Like many properties, inside photos weren't allowed. It can be a good thing, I think. You can enjoy the moment rather than feeling pressurised into taking decent blog photos.
When we arrived there were deer loitering around the car park, like a gang of teenagers outside a chip shop. The volunteers told us that they get fed during the winter as conditions make it tough for them to forage for food, so they hang around all day waiting for tidbits. Of course, the moment we attempted to take a photo, the little sods did a runner.
The peacocks were also ridiculously tame. One of the volunteers had to keep chasing them out of the castle with a broom.

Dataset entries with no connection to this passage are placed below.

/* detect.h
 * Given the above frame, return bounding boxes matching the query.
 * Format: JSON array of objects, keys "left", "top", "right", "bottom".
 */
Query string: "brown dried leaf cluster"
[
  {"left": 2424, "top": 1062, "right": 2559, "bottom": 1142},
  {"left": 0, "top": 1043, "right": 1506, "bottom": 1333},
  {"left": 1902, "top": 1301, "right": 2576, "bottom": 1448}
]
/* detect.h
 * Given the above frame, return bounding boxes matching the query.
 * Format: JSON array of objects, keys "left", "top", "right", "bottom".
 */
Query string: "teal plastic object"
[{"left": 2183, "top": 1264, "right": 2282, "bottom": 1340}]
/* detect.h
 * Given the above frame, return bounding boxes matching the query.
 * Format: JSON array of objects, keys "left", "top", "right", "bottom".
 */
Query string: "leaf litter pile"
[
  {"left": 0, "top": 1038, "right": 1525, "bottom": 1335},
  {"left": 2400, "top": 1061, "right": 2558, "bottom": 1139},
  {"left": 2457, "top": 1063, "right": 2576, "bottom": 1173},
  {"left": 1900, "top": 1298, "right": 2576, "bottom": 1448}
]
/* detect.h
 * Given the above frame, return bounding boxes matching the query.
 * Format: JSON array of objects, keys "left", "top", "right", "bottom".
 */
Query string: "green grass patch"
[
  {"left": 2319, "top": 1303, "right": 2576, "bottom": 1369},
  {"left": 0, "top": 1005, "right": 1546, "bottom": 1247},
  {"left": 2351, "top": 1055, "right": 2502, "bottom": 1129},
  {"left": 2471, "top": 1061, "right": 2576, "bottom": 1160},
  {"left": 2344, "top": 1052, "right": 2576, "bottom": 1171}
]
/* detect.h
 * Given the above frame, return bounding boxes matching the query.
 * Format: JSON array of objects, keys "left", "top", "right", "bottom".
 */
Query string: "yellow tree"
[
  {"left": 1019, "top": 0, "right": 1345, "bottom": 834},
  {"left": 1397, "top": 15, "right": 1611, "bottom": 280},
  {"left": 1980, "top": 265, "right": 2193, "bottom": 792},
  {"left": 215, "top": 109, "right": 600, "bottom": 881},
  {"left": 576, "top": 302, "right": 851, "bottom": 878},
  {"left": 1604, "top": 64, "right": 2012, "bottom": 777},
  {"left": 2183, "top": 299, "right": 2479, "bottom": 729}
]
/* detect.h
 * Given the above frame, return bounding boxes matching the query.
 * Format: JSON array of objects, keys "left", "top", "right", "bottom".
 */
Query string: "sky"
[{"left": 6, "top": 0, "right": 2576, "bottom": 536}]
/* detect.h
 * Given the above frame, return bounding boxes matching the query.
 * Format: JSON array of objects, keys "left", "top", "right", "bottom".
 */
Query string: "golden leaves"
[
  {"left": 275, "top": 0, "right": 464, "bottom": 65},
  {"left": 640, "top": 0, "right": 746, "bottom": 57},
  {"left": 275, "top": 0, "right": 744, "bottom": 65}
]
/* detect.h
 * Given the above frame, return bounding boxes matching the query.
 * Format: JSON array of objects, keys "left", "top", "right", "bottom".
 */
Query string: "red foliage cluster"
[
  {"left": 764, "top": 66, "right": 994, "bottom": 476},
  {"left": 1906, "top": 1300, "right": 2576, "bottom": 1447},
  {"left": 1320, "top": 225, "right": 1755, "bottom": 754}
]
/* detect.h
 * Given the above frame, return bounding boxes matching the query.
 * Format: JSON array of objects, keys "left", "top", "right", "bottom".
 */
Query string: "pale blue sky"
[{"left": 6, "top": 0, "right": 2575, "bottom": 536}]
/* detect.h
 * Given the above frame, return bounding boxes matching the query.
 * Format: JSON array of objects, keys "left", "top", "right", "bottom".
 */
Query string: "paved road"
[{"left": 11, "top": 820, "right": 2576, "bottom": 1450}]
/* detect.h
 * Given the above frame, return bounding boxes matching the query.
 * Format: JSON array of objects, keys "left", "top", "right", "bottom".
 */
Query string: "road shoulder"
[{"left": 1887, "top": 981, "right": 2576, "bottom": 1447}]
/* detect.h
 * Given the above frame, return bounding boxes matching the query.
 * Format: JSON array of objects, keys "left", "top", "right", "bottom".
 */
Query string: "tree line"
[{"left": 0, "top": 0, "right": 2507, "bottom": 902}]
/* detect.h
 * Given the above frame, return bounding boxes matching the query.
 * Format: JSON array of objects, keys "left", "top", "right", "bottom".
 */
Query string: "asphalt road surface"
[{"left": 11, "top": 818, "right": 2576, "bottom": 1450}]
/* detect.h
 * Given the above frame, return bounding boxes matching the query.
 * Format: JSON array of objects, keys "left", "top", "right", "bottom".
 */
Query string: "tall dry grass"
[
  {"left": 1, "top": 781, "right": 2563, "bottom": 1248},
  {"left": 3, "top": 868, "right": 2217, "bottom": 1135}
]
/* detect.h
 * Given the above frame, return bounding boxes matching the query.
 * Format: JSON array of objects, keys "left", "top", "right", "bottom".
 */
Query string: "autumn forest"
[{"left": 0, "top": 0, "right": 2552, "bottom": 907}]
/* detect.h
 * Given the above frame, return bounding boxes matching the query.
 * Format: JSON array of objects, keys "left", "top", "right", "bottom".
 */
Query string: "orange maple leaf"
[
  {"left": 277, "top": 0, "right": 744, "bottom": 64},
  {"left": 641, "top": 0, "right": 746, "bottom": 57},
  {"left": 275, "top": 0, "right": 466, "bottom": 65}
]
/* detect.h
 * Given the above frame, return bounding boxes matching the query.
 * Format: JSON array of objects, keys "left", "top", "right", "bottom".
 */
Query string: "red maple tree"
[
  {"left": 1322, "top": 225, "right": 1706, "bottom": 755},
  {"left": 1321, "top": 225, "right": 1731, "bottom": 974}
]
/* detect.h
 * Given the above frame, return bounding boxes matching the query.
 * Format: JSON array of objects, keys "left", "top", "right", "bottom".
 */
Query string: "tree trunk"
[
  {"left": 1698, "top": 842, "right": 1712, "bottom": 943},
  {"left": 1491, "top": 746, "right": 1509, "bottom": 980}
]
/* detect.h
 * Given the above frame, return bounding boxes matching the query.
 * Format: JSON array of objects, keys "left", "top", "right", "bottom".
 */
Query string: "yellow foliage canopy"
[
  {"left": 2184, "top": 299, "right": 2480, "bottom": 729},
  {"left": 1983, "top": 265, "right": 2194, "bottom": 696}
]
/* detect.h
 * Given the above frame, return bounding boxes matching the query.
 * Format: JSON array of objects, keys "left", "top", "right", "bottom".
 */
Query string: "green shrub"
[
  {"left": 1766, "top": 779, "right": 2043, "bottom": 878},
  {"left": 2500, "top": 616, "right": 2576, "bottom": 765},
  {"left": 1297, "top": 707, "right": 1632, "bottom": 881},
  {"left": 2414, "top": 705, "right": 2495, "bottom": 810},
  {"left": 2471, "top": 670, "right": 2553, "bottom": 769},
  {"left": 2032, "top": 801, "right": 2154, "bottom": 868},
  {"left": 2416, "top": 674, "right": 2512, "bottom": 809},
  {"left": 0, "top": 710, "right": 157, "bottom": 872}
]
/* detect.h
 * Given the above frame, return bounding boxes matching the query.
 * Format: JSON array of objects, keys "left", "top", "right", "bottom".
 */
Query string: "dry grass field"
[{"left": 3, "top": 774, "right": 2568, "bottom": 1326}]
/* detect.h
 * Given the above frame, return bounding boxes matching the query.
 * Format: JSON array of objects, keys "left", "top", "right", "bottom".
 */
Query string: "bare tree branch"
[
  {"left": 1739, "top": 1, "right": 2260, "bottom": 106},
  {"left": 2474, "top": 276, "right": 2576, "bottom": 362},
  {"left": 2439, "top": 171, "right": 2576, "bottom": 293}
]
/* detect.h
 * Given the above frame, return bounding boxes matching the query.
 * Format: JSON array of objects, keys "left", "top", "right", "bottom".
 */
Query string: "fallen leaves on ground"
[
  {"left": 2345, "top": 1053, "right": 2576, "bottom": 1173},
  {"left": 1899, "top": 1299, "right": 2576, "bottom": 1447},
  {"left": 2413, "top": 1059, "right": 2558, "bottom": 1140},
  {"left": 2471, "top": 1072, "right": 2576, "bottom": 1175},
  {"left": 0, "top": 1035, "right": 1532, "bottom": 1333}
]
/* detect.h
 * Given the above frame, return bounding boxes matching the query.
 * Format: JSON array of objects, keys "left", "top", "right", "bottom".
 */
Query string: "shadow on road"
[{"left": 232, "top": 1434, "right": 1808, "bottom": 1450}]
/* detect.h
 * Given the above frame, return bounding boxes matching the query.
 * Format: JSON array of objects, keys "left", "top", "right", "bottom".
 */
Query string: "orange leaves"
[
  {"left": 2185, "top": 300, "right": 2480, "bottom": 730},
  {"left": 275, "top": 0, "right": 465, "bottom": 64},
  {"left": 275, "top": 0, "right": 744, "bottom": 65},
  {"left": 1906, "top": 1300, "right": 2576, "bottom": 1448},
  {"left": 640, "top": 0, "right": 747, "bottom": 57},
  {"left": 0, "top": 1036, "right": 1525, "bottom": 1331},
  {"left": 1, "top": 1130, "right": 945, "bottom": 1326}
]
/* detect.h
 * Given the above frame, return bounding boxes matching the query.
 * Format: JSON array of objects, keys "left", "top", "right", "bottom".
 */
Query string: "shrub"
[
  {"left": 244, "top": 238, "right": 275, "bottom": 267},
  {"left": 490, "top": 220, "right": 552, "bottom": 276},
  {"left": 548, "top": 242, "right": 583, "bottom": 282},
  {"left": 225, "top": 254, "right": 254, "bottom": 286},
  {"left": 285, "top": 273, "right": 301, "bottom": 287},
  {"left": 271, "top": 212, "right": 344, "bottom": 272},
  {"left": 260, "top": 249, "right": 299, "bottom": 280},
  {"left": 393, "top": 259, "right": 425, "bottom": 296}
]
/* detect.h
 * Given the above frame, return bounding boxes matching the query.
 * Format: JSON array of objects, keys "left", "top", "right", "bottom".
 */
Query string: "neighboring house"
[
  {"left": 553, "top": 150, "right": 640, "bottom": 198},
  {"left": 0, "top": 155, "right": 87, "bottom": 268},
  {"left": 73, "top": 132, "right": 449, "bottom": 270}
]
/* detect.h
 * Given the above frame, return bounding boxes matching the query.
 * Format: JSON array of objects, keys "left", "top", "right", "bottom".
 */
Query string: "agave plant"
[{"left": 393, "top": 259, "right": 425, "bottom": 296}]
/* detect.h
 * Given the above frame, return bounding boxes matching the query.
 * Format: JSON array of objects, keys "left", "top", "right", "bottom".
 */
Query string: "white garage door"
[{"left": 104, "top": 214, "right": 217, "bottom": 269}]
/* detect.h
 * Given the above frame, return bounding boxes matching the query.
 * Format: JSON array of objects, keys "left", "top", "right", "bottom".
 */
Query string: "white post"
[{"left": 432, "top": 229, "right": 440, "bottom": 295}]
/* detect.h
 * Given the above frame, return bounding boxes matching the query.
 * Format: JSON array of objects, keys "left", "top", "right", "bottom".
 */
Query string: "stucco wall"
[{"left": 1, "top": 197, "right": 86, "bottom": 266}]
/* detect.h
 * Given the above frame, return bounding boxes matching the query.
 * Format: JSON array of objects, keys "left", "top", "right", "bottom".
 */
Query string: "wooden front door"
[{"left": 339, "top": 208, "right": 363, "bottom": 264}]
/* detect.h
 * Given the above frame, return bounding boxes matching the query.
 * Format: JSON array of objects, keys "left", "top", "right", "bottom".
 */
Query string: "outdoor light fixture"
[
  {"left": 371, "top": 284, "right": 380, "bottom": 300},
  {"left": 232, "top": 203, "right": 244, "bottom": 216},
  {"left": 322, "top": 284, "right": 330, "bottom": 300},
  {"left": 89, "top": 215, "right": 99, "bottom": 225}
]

Pom-pom alert! Look away now, Frank!
In the month leading up to Xmas the castle's gardens are illuminated. I loved how even the tiniest of spaces were strung with fairy lights and wicker baubles, it must have taken them months.
It was good to see traces of India in the planting with banana trees and palms dotted around the more traditional foliage.
These yew trees apparently date back to the 18th Century. I love how they've been clipped.
Guess what? We had such a fab time exploring that we only went and signed up for a years' National Trust membership. Middle-aged respectability albeit in false eyelashes, 4 inch heels, junk jewellery and a psychedelic wardrobe.
Cultured out and freezing cold we made our way back over the border, home. Later on we met the gang in town and went for a bostin' slap-up dinner at Basil of Anatolia, Walsall's new Turkish restaurant, which led to a few too many in 'Spoons afterwards and not rolling out of bed until 11.30 this morning. (Don't tell my brother there's a photo of him on my blog, he'll kill me!)
Judging by yesterday, I think 50 is going to be fun.
Thank you so much for all the birthday messages, you lot totally rock!